Una mudanza, la pérdida de empleo, una ruptura amorosa o de alguna gran amistad, la jubilación, así como el fallecimiento de un ser amado, son solo algunos sucesos que acarrean un proceso de pérdida que  se desconoce cuánto durará.

“Cuando se pasa por un duelo, de cualquier tipo, por lo menos si eres súper saludable emocionalmente, podría tomarte seis meses. Pero, siendo realista, puede tomar hasta un año. En el inconsciente, cuando de repente esa estructura o relación ya no está, queda ese vacío, lo que hace que toda la psique se tenga que reacomodar para encontrar salud y balance. Ese reacomodo es lo que toma tiempo”, indicó la doctora en psicología y astróloga, Veroshk Williams.

Cerrar ciclos nos ayuda a respetar el propio proceso. Son estadíos circulares y cada día puedes estar en todos ellos. Hay momentos en los que se experimenta negación, coraje, tristeza, la búsqueda de porqués y aceptación.

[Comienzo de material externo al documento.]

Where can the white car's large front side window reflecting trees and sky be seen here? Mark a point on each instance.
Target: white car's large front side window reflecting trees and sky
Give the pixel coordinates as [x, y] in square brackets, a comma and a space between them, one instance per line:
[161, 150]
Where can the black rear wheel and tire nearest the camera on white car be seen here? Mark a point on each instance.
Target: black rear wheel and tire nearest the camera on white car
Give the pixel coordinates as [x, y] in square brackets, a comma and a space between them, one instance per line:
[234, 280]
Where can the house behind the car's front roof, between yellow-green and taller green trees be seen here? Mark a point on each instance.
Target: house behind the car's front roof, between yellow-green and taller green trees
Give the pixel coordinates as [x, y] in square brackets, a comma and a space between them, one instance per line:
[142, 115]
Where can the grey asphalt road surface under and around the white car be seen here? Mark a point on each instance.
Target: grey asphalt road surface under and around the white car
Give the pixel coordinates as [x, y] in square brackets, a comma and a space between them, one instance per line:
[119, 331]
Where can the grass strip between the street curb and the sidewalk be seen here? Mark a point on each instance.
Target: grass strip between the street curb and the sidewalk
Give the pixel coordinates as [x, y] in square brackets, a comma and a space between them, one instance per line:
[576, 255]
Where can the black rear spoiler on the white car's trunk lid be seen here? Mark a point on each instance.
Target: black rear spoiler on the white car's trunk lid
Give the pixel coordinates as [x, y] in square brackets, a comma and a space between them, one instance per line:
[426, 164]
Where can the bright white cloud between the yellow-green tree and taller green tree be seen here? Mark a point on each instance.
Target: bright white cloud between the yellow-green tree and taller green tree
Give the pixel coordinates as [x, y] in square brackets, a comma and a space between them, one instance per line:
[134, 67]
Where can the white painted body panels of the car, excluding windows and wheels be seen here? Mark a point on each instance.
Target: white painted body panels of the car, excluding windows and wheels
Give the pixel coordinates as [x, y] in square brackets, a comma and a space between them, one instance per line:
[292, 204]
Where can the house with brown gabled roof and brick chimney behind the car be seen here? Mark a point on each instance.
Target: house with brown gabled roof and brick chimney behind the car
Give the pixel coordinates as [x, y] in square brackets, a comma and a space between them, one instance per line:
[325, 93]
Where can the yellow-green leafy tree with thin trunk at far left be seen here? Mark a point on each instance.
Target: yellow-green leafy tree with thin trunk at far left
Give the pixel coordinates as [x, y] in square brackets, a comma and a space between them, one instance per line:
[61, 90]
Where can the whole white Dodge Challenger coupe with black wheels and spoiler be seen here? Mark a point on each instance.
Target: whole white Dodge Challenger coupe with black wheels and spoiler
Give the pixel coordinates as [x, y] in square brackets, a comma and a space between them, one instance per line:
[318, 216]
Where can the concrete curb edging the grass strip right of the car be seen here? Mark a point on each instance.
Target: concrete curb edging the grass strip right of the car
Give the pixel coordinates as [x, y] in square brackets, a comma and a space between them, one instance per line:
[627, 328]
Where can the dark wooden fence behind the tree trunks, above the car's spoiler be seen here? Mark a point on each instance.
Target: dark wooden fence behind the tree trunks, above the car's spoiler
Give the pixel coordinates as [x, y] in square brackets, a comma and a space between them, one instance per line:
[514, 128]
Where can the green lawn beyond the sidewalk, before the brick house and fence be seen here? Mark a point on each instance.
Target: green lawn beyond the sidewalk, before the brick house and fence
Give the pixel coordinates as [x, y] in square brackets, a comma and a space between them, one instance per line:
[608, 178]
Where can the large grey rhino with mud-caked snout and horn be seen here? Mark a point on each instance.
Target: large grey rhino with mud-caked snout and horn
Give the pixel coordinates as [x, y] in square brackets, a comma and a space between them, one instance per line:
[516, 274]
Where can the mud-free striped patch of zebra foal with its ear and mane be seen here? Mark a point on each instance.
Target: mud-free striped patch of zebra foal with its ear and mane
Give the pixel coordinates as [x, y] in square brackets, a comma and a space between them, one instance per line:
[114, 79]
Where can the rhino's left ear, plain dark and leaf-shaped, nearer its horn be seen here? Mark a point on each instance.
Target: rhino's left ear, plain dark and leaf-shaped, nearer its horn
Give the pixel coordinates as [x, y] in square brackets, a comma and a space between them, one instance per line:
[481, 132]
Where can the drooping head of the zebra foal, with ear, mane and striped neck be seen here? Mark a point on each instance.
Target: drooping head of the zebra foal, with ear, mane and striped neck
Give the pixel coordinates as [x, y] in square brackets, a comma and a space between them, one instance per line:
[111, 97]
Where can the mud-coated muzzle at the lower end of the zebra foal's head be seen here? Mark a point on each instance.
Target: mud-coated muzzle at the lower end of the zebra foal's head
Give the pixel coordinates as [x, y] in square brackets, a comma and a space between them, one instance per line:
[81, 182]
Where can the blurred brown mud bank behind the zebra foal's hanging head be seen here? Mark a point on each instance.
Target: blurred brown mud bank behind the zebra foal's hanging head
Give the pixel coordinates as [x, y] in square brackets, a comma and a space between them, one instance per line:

La naturaleza promueve que, sin importar el tiempo, el organismo posee la capacidad de autosanarse en torno a la pérdida, y superar el duelo. Sin embargo, para evitar que algunos elementos se desencajen en ese proceso, la terapia puede ser un agente facilitador para culminarlo más rápido.

“En esencia, nos tocan todas las pérdidas que hayamos tenido en nuestra vida. Hay un archivo en nuestra psique, en donde todas las pérdidas se acomodan. Y aunque hayas superado una pérdida de hace mucho tiempo, una pérdida reciente puede levantar otra capa de esa pérdida pasada. Eso pasa siempre, aunque no lo tengas consciente”, explicó Williams.

Por su parte, el doctor Ariel Orama López, quien es psicólogo clínico y coach certificado, explicó que para poder dejar o eliminar aquello que nos afecta de algún modo en ese “archivo” que denominamos como pasado, debemos ser capaz de cultivar el desapego de forma constante, aprender a vivir cada día por segmentos, a ser asertivos a la hora de soltar o dejar ir aquello que nos hace daño sin expectativas, y ser capaces de rediseñarnos a nivel personal diariamente, tal como lo hacen nuestras células, tejidos y sistemas del cuerpo.+

“Nuestro cerebro está capacitado para seguir evolucionando y reconstruir nuevas experiencias de aprendizaje a través de la plasticidad, esa cualidad que nos hace moldeables. Se dice que las neuronas refuerzan eso que es pensado diariamente y, de no ocurrir, “desconectamos” dichas conexiones asociadas a recuerdos casi holográficos y vívidos, ya sea de experiencias traumáticas, rituales repetitivos que nos dañan o creencias nefastas sobre lo que ocurrirá en el futuro, a partir de lo ya vivido”, manifestó.

Orama propone exponerse al cambio, de forma deliberada, cada día. “Aunque suene paradójico, la exposición continua a la creatividad y al cambio te otorga herramientas para enfrentar aquello que nos sorprende al desprenderse de nosotros de forma súbita o convertirse en pérdida”, culmina.